Mario Stasi Je suis président de la Licra depuis 2017, je considère l’engagement associatif comme un engagement politique. Ça fait 45 ans qu’on se place au niveau de la morale: on multiplie les manifestations, les marches, les conférences, les colloques, les discours, les pétitions et les tribunes. Il serait temps que nos législateurs passent des paroles aux actes. Quelques modifications législatives existent mais lorsqu’on pense par exemple que les délits racistes sont intégrés dans la loi de 1881 de liberté de la presse et de protection des journalistes, c’est une aberration de continuer à traiter le délinquant raciste et antisémite extrémiste haineux comme un journaliste qui aurait dérapé. On doit prendre la mesure que la parole extrême, la parole haineuse, fracture le pacte social. On doit prendre conscience que les mots sont des “fusils chargés”, comme le disait Badinter. Ce sont toujours les mêmes questions: quelles obligations de formation je dois mettre en place auprès des plus jeunes? Comment lutter contre le communautarisme tout en faisant en sorte que les communautés coexistent? Comment créer des espaces, au plan local, non pas de vivre-ensemble mais de construction autour de projets culturels ou sportifs dès le plus jeune âge? Il n’y a en France que six plans locaux contre le racisme et l’antisémitisme, c’est-à-dire que six communes partie prenantes. J’évoque tout cela lorsque vous me parlez du Rassemblement national car sa présence est liée au fait de ne pas avoir su créer un terreau commun, une construction commune, de n’avoir pas vu en l’autre la richesse de sa diversité et d’avoir créé un climat où l’indifférence puis la méfiance deviennent les lieux des antagonismes, des raidissements, des replis identitaires de part et d’autre. Il est beaucoup plus facile de se replier vers un populisme et des idées radicales que de construire des projets en commun autour de valeurs républicaines. Je crois qu’on a manqué énormément d’ambition et qu’on s’en est tenus à la dénonciation et pas assez aux programmes politiques. 

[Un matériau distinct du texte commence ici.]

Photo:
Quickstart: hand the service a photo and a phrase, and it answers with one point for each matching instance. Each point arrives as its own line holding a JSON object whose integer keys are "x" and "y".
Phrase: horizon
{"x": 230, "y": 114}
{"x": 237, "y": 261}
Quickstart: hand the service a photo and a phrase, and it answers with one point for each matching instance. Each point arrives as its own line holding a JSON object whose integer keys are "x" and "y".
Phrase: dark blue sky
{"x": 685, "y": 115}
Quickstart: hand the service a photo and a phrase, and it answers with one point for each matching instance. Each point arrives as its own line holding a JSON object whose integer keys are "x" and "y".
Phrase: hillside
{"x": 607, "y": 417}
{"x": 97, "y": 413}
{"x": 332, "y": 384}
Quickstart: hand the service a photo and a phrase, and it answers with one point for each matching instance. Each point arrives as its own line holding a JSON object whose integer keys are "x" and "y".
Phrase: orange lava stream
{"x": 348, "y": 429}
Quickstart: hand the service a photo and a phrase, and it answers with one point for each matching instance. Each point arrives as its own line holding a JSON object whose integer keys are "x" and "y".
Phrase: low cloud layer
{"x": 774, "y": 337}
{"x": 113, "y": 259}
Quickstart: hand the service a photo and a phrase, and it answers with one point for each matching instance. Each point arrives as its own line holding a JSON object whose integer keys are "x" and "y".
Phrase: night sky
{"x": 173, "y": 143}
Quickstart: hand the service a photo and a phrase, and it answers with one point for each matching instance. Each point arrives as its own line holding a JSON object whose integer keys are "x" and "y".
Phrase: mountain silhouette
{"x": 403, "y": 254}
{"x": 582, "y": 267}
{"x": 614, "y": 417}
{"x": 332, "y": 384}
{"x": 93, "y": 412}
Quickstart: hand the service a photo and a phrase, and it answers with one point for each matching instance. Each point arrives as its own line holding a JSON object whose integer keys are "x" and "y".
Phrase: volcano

DA En face du Front national puis du Rassemblement national, la politique de la Licra a longtemps été la diabolisation. Les résultats des dernières élections et les sondages concernant les prochaines ne marquent-elles pas une forme d’échec de cette stratégie? 

MS La stratégie de la Licra a été la dénonciation, par les procès. La Licra a été longtemps connue par les plaintes qu’elle déposait par l’intermédiaire de ses illustres avocats. Ils ont défendu des causes et aussi fait avancer la législation. Aujourd’hui, la Licra, ce sont des milliers de bénévoles dont les principales activités sont des travaux à moyen et long termes, dans les lycées, collèges, écoles primaires et, maintenant, la formation dans les écoles de police et de gendarmerie, les clubs de foot professionnels et amateurs. La Licra mène un vrai travail de partenariat sur le temps long avec tout ce qui est vivant dans la société pour créer des citoyens. On fait un travail de dingues pour que les collectivités publiques ou la société civile, comprennent que le racisme, l’antisémitisme, la montée du fait religieux, la xénophobie et les mouvements extrémistes touchent tout le monde. Nous sommes donc très loin de la simple dénonciation. En termes de communication, on n’est pas du tout dans la posture morale et éthique. En revanche, tout ce qui est hors la loi, on le dénonce.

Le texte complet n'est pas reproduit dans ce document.